Comparison of fractional vegetation cover derived from digital camera and MODIS NDVI in Mongolia

Friday, 19 December 2014
Kim Jaebeom, Keunchang Jang and Sinkyu Kang, Kangwon National University, Chuncheon, South Korea
Satellite remote sensing can continuously observe the land surface vegetation with repetitive error over large area, though it requires complex processes to correct errors occurred from atmosphere and topography. On the other hand, the imageries captured by digital camera provide several benefits such as high spatial resolution, simple shooting method, and relatively low-priced instrument. Furthermore, digital camera has less of atmospheric effect such as path radiance than satellite imagery, and have advantage of the shooting with actual land cover. The objective of this study is the comparison of fractional vegetation cover derived from digital camera and MODIS Normalized Difference Vegetation Index (NDVI) in Mongolia. 670 imageries for the above ground including green leaves and soil surface captured by digital camera at the 134 sites in Mongolia from 2011 to 2014 were used to classify the vegetation cover fraction. Thirteen imageries captured by Mongolia and South Korea were selected to determine the best classification method.

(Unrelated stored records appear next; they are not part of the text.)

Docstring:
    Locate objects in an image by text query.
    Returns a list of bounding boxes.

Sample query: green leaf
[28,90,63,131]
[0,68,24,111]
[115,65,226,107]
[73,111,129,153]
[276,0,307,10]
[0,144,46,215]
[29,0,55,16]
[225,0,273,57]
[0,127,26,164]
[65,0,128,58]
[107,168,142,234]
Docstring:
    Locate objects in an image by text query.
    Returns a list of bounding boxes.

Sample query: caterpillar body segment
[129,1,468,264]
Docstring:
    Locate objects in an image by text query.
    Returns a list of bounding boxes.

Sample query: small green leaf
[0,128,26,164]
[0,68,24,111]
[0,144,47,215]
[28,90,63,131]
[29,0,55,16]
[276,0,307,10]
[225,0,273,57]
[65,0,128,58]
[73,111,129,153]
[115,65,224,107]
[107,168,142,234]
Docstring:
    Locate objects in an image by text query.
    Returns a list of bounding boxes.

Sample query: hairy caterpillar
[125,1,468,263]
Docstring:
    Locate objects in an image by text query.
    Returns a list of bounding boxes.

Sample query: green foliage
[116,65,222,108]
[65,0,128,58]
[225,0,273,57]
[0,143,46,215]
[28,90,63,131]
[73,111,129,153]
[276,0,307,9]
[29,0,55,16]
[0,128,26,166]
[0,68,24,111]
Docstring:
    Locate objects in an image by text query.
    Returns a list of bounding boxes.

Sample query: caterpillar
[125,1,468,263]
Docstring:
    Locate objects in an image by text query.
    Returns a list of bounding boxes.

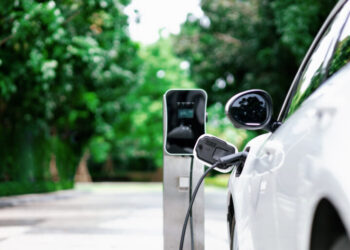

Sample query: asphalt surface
[0,183,228,250]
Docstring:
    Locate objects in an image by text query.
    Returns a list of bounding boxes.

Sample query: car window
[328,14,350,77]
[287,5,348,117]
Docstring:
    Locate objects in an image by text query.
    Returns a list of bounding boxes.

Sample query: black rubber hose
[180,162,219,250]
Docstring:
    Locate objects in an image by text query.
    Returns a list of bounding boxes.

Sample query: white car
[226,0,350,250]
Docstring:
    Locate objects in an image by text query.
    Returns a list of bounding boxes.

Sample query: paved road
[0,183,228,250]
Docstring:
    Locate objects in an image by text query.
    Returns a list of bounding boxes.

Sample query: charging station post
[163,89,207,250]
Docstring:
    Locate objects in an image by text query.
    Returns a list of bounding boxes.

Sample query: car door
[242,3,349,250]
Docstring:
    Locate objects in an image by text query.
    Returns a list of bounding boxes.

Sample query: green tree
[0,0,140,190]
[176,0,336,112]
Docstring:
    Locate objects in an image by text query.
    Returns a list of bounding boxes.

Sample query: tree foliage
[0,0,140,185]
[176,0,336,114]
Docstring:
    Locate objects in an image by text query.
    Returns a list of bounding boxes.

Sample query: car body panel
[229,65,350,250]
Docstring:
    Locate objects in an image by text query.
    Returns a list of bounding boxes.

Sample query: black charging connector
[179,152,248,250]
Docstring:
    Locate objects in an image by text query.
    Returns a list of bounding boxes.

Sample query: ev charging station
[163,89,207,250]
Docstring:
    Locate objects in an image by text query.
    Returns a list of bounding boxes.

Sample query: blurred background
[0,0,337,196]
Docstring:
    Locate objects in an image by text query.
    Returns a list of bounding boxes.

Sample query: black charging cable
[179,152,248,250]
[188,155,194,250]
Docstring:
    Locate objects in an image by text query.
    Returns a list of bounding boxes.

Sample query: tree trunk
[74,151,92,182]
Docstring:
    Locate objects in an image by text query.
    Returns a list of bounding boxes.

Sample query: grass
[204,174,230,188]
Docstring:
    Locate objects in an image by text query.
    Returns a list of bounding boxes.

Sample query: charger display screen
[165,90,207,154]
[178,109,194,119]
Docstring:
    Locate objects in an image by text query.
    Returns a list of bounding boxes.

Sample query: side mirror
[225,89,274,131]
[193,134,237,173]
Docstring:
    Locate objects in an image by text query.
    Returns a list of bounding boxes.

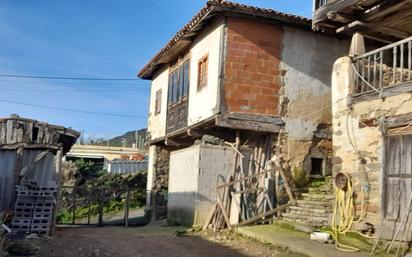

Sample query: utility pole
[134,130,139,148]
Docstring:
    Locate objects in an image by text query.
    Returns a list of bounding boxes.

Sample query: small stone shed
[0,115,80,233]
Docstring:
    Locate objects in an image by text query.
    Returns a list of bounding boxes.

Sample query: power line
[0,88,150,93]
[0,74,141,81]
[0,79,150,87]
[0,99,146,119]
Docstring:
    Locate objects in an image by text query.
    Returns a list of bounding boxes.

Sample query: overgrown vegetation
[57,166,147,223]
[0,213,8,257]
[74,159,105,186]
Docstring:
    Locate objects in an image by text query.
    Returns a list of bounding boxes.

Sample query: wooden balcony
[351,37,412,102]
[313,0,412,43]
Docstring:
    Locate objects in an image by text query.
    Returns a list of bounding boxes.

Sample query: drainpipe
[214,16,227,114]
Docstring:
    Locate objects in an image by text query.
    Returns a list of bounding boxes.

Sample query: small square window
[310,158,323,176]
[155,89,162,115]
[197,55,208,90]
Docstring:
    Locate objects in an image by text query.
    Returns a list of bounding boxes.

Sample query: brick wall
[224,18,283,116]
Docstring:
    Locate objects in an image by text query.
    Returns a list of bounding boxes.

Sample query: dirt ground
[9,222,303,257]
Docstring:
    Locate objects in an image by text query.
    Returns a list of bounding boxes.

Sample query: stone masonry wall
[332,57,412,225]
[152,146,170,219]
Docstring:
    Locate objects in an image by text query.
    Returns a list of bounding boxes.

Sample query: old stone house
[313,0,412,238]
[138,1,349,224]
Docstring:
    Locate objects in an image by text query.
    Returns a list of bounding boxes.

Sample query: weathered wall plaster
[188,22,223,126]
[168,145,234,225]
[332,57,412,225]
[147,68,169,139]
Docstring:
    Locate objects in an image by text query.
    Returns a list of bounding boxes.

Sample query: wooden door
[166,61,189,133]
[383,135,412,221]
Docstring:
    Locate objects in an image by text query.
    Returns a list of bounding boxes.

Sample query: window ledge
[349,81,412,105]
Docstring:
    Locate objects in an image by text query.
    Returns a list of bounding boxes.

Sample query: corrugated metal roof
[138,0,312,79]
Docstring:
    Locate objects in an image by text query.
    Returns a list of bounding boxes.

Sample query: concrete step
[302,193,335,201]
[289,206,330,214]
[296,200,333,208]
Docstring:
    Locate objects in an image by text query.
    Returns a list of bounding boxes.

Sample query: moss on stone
[292,167,308,187]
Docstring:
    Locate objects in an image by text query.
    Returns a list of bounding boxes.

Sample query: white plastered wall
[147,65,169,140]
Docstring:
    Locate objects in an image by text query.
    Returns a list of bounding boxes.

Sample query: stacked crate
[12,180,57,235]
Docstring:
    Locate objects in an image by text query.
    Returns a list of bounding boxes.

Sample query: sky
[0,0,312,137]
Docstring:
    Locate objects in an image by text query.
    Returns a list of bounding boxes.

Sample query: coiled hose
[328,173,372,252]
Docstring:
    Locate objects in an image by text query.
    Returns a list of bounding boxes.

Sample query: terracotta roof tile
[138,0,312,78]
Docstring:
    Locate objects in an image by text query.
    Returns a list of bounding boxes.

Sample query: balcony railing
[352,37,412,95]
[315,0,334,10]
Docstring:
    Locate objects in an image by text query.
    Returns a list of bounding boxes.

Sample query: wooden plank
[233,203,292,228]
[216,189,232,230]
[217,170,272,189]
[215,117,282,133]
[124,188,130,228]
[202,204,218,230]
[349,81,412,104]
[279,167,296,204]
[0,122,7,145]
[6,120,14,144]
[49,148,63,236]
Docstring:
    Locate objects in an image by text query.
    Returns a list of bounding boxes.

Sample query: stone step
[289,206,330,214]
[288,210,330,216]
[308,187,333,194]
[302,193,335,201]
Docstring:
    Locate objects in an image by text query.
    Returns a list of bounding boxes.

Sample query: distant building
[65,144,148,174]
[138,1,349,224]
[0,115,80,234]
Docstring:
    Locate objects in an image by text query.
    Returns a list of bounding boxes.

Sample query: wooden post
[72,187,76,225]
[49,148,63,235]
[98,189,104,227]
[10,147,24,209]
[124,187,130,228]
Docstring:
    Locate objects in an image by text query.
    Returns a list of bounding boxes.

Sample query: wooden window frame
[167,58,190,106]
[197,54,209,91]
[155,89,162,115]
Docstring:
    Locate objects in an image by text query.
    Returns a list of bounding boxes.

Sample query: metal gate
[56,186,146,226]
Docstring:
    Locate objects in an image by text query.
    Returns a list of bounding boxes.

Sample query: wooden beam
[165,138,180,146]
[359,0,412,21]
[187,128,203,137]
[232,203,293,228]
[336,20,409,41]
[349,81,412,104]
[215,117,282,133]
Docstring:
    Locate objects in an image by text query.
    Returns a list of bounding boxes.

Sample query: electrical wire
[0,79,150,87]
[0,88,150,93]
[0,99,147,119]
[0,74,142,81]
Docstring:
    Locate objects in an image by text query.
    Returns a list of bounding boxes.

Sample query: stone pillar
[332,57,353,175]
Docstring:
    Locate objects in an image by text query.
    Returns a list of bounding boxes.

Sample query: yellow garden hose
[328,173,371,252]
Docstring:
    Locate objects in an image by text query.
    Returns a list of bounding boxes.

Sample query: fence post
[72,187,77,225]
[99,189,104,227]
[124,187,130,227]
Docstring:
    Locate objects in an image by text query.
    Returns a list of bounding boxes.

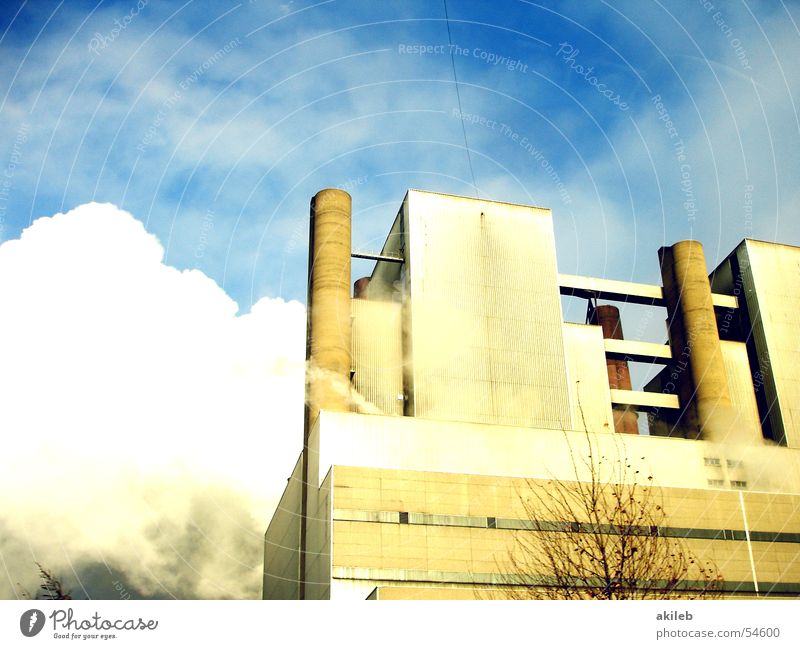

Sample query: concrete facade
[263,190,800,599]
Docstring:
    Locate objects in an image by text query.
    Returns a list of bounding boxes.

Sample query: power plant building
[263,189,800,599]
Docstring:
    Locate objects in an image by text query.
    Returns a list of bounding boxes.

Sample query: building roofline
[403,187,552,212]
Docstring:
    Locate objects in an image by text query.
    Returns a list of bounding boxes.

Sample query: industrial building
[263,189,800,599]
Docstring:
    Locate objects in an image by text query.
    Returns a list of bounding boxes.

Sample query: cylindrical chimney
[658,240,733,441]
[307,189,351,430]
[353,277,369,300]
[591,304,639,435]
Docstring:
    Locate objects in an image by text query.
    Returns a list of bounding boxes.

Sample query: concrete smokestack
[658,240,733,441]
[353,277,370,300]
[307,189,352,430]
[591,304,639,435]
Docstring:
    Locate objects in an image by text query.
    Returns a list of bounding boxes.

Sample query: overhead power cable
[442,0,479,198]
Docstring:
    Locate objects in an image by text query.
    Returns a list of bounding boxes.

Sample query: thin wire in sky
[442,0,479,198]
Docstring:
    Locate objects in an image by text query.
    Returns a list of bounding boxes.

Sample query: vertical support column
[658,240,734,441]
[591,304,639,435]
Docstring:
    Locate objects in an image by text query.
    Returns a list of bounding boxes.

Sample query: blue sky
[0,0,800,598]
[0,0,800,312]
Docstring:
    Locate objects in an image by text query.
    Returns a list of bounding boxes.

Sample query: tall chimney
[591,304,639,435]
[658,240,734,441]
[307,189,352,430]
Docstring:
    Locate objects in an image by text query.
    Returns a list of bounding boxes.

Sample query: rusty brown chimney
[590,304,639,435]
[307,189,352,430]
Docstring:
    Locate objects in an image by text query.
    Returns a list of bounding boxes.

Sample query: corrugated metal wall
[406,190,572,428]
[352,300,403,415]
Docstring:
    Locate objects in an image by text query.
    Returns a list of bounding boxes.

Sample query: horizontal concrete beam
[611,390,680,410]
[603,338,672,365]
[558,273,739,309]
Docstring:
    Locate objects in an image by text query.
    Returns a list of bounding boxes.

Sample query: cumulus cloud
[0,203,305,598]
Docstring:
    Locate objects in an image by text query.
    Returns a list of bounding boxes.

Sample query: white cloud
[0,203,305,597]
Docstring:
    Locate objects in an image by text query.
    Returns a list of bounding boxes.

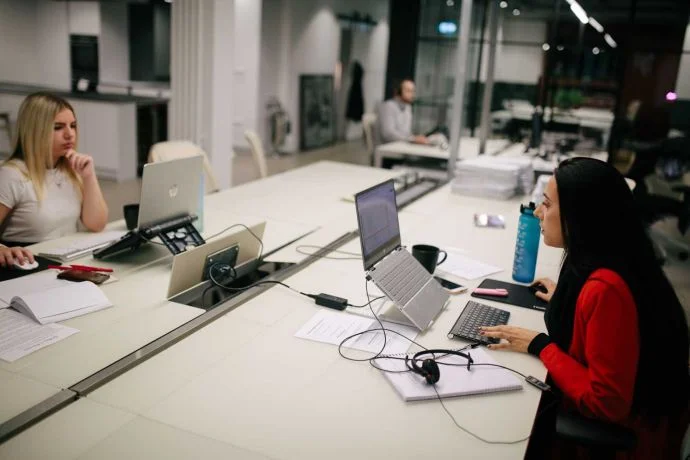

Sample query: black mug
[122,203,139,230]
[412,244,448,275]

Various classification methods including the 4 supervised classifications, 2 unsupervised classifications, and histogram methods were used to separate the green vegetation in camera imageries that were converted to two color spaces such as Red-Green-Blue (RGB) and Hue-Intensity-Saturation (HIS). Those results were validated using the manually counted dataset from the local plant experts. The maximum likelihood classification (MLC) with HIS color space among classification methods showed a good agreement with manually counted dataset. The correlation coefficient and the root mean square error were 1.008 and 7.88%, respectively. Our preliminary result indicates that the MLC with HIS color space has a potential to classify the green vegetation in Mongolia.